A qualified Social Worker, he trained in Germany and specialises in youth and juvenile issues as well as teaches the handicapped. From Kenya, Hall would later travel to Swaziland where he taught in a Catholic school! “A Rastaman in a Catholic school, it was fire!” he reminisced last week in an interview at the offices of the Guardian newspaper. With promoter King Blak of New Race Entertainment on tow, Trevor Hall who has since 1987 found a permanent home in Zimbabwe after a short stint in Botswana, expounded on the significance of Reggae music, Rastafarianism and Pan Africanism relative to the whole narrative of African Unity. The advent of the infamous Trans Atlantic slave trade, which led to dispersal of millions of Africans into the Diaspora, engendered a spirit of resistance among those Africans in the Diaspora, of which Trevor Hall (Ras Jabulani) is a descendant.

And so with the passage of time, Marcus Garvey’s prophecy of a Black King that would rise in the East came to pass with the crowning of Ras (Prince) Tafari Makonnen of Abyssinia in November 2, 1930, whereupon the Jamaican Africans went into a wild frenzy. The day of reckoning had finally dawned! At this time there was no independent state in this continent, formerly known as Alkubulani and then Ethiopia until it was named Africa after the Roman centurion Africanos during the time that Alexander conquered Kemet (modern day Egypt), save for Abyssinia (today’s Ethiopia, the land of the sun burnt people according to the Greeks). Who better to reminisce about this glorious past than Trevor, who has suffered the full brunt of the British government when he was banned for his ‘revolutionary’ teachings! He recalls how at His Imperial Majesty Haile Selassie I’s (Power of the Trinity) coronation 70 Kings bowed at his throne in fulfilment of Revelation 19. They came from all Europe except from Africa, which had no independent state then.

According to Ras Jabulani, Selassie had to pick Rases from the country’s Provinces to play represent Africa! Henceforth he would thrust himself in the political liberation of this continent by training and financing liberation movements! All these culminated with the signing of the Charter of the Organisation of African Unity (OAU) in 1963. Although happy that finally the African Union has recognised the status of Africans born in the Diaspora and their right of return to the mother continent, which was begun by Emperor Menelik and actualised by Selassie I at his coronation in November 2, 1930 when he reserved a piece of land (Sheshemane) in Ethiopia for Africans in the Diaspora willing to repatriate, Ras Jabulani laments African leaders’ indecisiveness and their fixation with intellectualism as opposed to practicality.

Of course he is referring to the imposing bust of Kwame Nkrumah, which is placed at the Chinese built and donated Africa House in Addis Ababa. Intriguingly the original Africa House was built and financed by Haile Selassie I. Ras Jabulani is annoyed that although Africa has the political independence, she has still not attained economic independence to truly become free. This condition has rendered Africans “willing slaves” instead of “chattel slaves,” precisely because African leaders are just operatives of the system that runs their economies from without. As a consequence Africans only have ‘culture,’ to flaunt, which unfortunately he says is being “over commercialised,” and is in turn blinding Africans from seeing the imperative of coming together (unity) as envisioned by the early fathers and demonstrated by Bob Marley who in 1980 hired two jets to transport equipment and later his band to the Zimbabwe Independence show in what was then called Salisbury at his own expense! He is however grieved by the hangover mentality that makes African brothers loathe one another.

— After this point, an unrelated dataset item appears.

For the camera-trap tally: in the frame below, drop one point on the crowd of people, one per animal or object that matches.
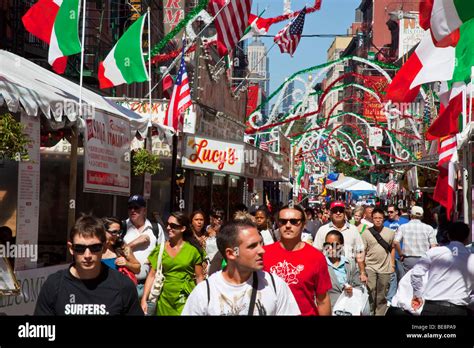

For instance, why do we still call our brothers from across the border Makwerekwere he wondered? These are petty xenophobic prejudices borne of a slavish and colonised mentality. Africans, he says, must free themselves from mental slavery and trudge forward to the bigger picture, in which all Africa will finally be economically free. Trevor’s show jolted audiences not only to a self-awakening, but also revived the sense of belief, that Africa’s glory can be salvaged. Trevor, or Ras Jabulani, as he is now known, plans to return to Botswana next year February to commemorate Black History Month through music, exhibition and workshops.